A randomized phase II trial conducted by the
Cancer and
Leukemia Group B in patients with unresectable
non-small cell lung cancer showed that
induction chemotherapy followed by concurrent
radiotherapy and
chemotherapy was feasible when
cisplatin was administered together with either
gemcitabine,
vinorelbine, or
paclitaxel. The dominant toxicity was
esophagitis. Preliminary survival data are encouraging. Other trials in progress or planned will elucidate the relative contributions of induction and concurrent
therapy to outcome. A phase I study has shown that it is feasible to combine
docetaxel (
Taxotere: Aventis, Antony, France) with concomitant
radiotherapy in patients with advanced non-small cell lung or
esophageal cancer.
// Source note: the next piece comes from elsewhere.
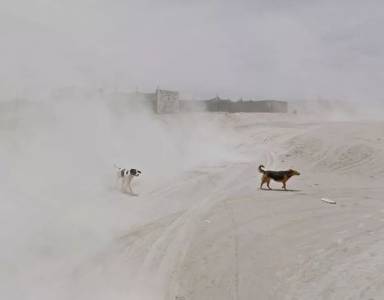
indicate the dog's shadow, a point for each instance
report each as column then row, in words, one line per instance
column 279, row 190
column 131, row 194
Giving the
drug once every 3 weeks during standard
radiotherapy, the maximum tolerated dose is 40 mg/m2 per cycle. The dose-limiting toxicities are
neutropenia and
esophagitis. However, it is possible to escalate the total
docetaxel dose to 60 mg/m2 per cycle by weekly administration of 20 mg/m2. Beyond this point,
esophagitis is dose limiting. In the palliative-intent treatment setting, the weekly administration of
docetaxel is also likely to be a helpful new approach to administering the
drug in subgroups of patients such as the elderly and those with concomitant disease. Weekly
docetaxel (36 mg/m2/wk) was administered to patients with advanced
non-small cell lung cancer who were elderly (median age, 71 years) or had poor performance status. In this unfavorable group, weekly
docetaxel produced
a 19% objective response rate and with further follow-up, 1-year survival is 28%. This level of activity is similar to other single agents recently evaluated in more favorable patient groups. The lack of myelosuppression seen with weekly administration suggests that the dose intensity of
docetaxel could be maintained in combination regimens.